Take, for instance, the hole in the floor of Machine Project. Circular, an inch wide and sealed with glass, the hole is a rift in the space-time continuum — though you would never guess it, located as it is within an ordinary brick-and-mortar “T,” illuminating the extraordinary things that can sometimes be seen within: the skeleton of a unicorn, say, or a fluffy piece of hyperbolic space. If you look closely, you will see that there are actually many holes in the gallery floor, accidentally drilled during the construction of various projects. But, for now at least, this is only the one that violates the fabric of reality as we know it.



The Machine obsession was born three years ago, when Allen was looking for a place to live. He saw the space on Alvarado just north of Sunset and rented it on a whim. That’s Allen: the guy who goes out hunting for an apartment and comes back with an art gallery. Albeit one the size of your average living room. Simply decorated, with plain white walls. Mucky wood floors and translucent-plastic shoji screens that cut the space in two. Outside: a plain glass storefront window, a metal gate to keep out vandals, and an old television monitor mounted above the door. Sometimes, cryptic graffiti scribblings appear on the glass, a reminder that Echo Park was and still technically is Sureños gang territory. The modesty of the setting contrasts crazily with the loftiness of Allen’s ambitions. Machine Project exists at the intersection of art and science — it’s Nikola Tesla by way of P.T. Barnum, with a dash of The Anarchist Cookbook.

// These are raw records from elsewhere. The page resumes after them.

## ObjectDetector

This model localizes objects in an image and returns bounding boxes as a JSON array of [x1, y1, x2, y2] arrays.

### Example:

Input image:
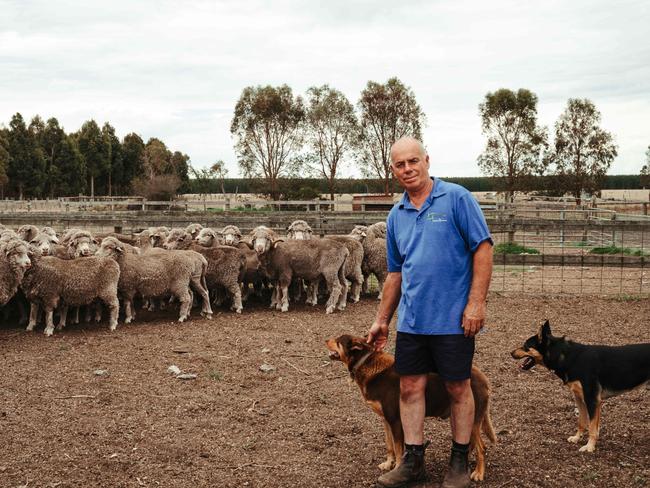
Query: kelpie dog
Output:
[[326, 335, 496, 481], [511, 320, 650, 452]]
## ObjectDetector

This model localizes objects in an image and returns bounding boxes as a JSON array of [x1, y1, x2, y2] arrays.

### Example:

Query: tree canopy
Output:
[[478, 88, 548, 201], [550, 98, 618, 204], [357, 78, 425, 194], [230, 85, 305, 200]]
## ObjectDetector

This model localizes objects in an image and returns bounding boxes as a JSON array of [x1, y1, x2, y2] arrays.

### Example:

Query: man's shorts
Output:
[[395, 332, 474, 381]]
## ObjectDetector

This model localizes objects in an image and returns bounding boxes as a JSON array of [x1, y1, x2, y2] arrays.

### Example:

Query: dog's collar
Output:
[[350, 349, 375, 378]]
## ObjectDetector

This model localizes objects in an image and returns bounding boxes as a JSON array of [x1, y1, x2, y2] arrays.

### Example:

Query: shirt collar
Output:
[[399, 176, 447, 209]]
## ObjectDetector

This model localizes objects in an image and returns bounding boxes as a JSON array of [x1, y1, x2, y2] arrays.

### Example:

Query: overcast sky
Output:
[[0, 0, 650, 176]]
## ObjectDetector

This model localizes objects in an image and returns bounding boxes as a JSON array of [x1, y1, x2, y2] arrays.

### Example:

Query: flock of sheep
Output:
[[0, 220, 387, 336]]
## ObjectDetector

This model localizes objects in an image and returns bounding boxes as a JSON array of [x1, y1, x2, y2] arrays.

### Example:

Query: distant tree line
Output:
[[230, 78, 425, 199], [478, 88, 650, 204], [0, 113, 190, 199], [188, 175, 648, 196]]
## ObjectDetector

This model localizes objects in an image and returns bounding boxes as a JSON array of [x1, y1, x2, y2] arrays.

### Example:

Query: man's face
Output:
[[390, 142, 429, 192]]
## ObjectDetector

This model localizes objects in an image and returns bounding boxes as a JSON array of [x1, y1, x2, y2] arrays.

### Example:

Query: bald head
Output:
[[390, 136, 427, 163]]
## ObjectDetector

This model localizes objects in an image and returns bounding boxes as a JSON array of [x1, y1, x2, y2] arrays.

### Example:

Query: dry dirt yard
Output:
[[0, 294, 650, 488]]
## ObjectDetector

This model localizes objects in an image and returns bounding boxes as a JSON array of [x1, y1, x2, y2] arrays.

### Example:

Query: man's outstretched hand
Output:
[[366, 322, 388, 351]]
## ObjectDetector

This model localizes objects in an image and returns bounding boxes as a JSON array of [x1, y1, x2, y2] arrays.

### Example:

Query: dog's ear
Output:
[[537, 320, 551, 344]]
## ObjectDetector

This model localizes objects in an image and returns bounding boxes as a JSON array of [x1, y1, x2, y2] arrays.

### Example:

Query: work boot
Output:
[[377, 446, 427, 488], [440, 448, 471, 488]]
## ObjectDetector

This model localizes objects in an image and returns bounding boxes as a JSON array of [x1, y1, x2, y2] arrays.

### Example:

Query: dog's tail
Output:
[[481, 399, 497, 444]]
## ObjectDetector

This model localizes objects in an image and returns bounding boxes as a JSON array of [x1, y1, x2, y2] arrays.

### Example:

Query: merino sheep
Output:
[[59, 227, 84, 246], [18, 225, 39, 242], [147, 226, 170, 247], [287, 220, 313, 240], [185, 224, 203, 239], [350, 225, 388, 299], [210, 225, 265, 302], [287, 220, 318, 305], [97, 237, 212, 324], [0, 239, 31, 306], [368, 222, 387, 239], [163, 229, 246, 313], [29, 232, 61, 259], [324, 236, 364, 303], [194, 227, 221, 247], [221, 225, 242, 246], [41, 226, 59, 239], [67, 230, 98, 258], [251, 226, 350, 314], [20, 251, 120, 336]]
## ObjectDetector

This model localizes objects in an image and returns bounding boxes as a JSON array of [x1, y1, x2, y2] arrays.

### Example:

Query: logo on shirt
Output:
[[425, 212, 447, 222]]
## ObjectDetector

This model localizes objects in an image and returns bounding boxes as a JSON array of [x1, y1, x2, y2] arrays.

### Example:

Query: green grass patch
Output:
[[589, 246, 648, 256], [494, 242, 539, 254]]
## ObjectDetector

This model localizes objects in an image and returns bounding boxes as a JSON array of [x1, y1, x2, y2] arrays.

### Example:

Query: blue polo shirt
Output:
[[386, 178, 492, 335]]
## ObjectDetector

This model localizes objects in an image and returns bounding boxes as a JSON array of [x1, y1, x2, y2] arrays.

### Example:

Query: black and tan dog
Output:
[[326, 335, 496, 481], [511, 320, 650, 452]]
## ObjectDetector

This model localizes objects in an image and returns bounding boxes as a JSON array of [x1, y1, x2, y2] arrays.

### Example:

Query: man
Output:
[[368, 137, 493, 488]]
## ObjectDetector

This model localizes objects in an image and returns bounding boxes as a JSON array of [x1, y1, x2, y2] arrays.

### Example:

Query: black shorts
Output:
[[395, 332, 474, 381]]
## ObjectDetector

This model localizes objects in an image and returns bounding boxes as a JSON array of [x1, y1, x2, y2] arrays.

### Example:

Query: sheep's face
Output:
[[195, 229, 217, 247], [97, 237, 124, 258], [41, 227, 59, 239], [287, 220, 312, 241], [29, 234, 56, 256], [163, 232, 192, 249], [18, 225, 38, 242], [68, 233, 97, 258], [149, 231, 167, 247], [221, 226, 241, 246], [185, 224, 203, 239], [350, 225, 367, 241], [4, 241, 32, 270]]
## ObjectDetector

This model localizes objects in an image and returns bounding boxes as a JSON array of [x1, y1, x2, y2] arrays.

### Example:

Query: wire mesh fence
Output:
[[491, 224, 650, 295]]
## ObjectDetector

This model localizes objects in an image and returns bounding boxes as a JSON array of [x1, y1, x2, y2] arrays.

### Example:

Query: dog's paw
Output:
[[469, 469, 485, 481], [578, 443, 596, 452]]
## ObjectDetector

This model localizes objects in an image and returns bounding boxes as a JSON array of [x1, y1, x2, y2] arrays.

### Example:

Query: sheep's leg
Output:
[[45, 306, 54, 337], [305, 278, 320, 307], [377, 275, 386, 300], [269, 283, 280, 309], [228, 283, 244, 313], [104, 295, 119, 332], [172, 283, 192, 322], [325, 274, 341, 313], [336, 278, 349, 310], [25, 302, 38, 332], [124, 297, 135, 324], [276, 279, 291, 312], [16, 300, 27, 329], [190, 276, 212, 319], [56, 305, 68, 330]]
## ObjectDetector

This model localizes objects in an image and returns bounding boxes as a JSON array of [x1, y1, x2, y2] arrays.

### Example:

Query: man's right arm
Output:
[[367, 272, 402, 351]]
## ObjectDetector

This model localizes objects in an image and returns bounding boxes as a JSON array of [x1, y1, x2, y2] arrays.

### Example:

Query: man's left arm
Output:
[[463, 239, 492, 337]]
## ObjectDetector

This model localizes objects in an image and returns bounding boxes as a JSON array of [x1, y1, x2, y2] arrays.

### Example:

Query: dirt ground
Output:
[[0, 294, 650, 488]]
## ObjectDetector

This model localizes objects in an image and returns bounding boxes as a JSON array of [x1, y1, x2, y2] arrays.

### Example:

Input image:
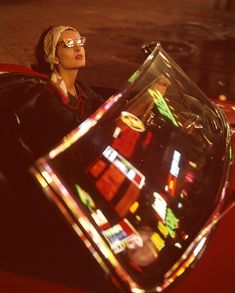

It’s a gallery, but there is no art hanging on the walls. It’s a community center, but the “community” has no concrete parameters and is ever shifting. People take classes there — events are often structured around lectures, a setup Allen calls “casual pedagogy” — but it isn’t a school. People attend art openings that feel more like intimate house parties, but anybody, literally anybody, is invited to just walk on in. Allen is a collector of people, not artists necessarily, but rather people who have interesting ideas and ways of looking at the world — engineers, chemists, physicists, astronomers, computer geeks, historians, students, teachers, enthusiasts of all kinds. He is also a collector of experiences. Any machine, after all, is a sum of its parts.

Fantastical Play of the Mind

Spring has come to Machine Project, and the major piece they are working on, titled Mach Infinity, is “a floral planetarium,” essentially a giant metal geodesic dome covered in leaves and petals. It is Machine’s most ambitious project to date: “Mach Infinity,” reads their online program catalog, “proposes an alternative figurative technology for depicting the 16th of Charles Messier’s noncomet ‘fuzzy’ objects, the Eagle Nebula. When we look at an image of the nebula, we are not seeing how the nebula ‘really’ looks, but rather a complex metaphorical representation. We hope to... ask viewers to consider the metaphorical nature of the most seemingly realistic rendering of data.”

“There are people in our lives who we have a great bantering relationship with,” Allen is telling me, by way of explaining how he selects the art. People come to him in large part for his aesthetic. “Maybe you’re out eating, and there’s that moment where you think of an idea and go, ‘That would be so cool!’ but it’s just so ridiculous. I like to take that moment, that fantastical play of the mind, and make it happen.” He was out with florist Holly Vesecky one night, and Vesecky said she’d always wanted to make Mount St. Helens out of flowers.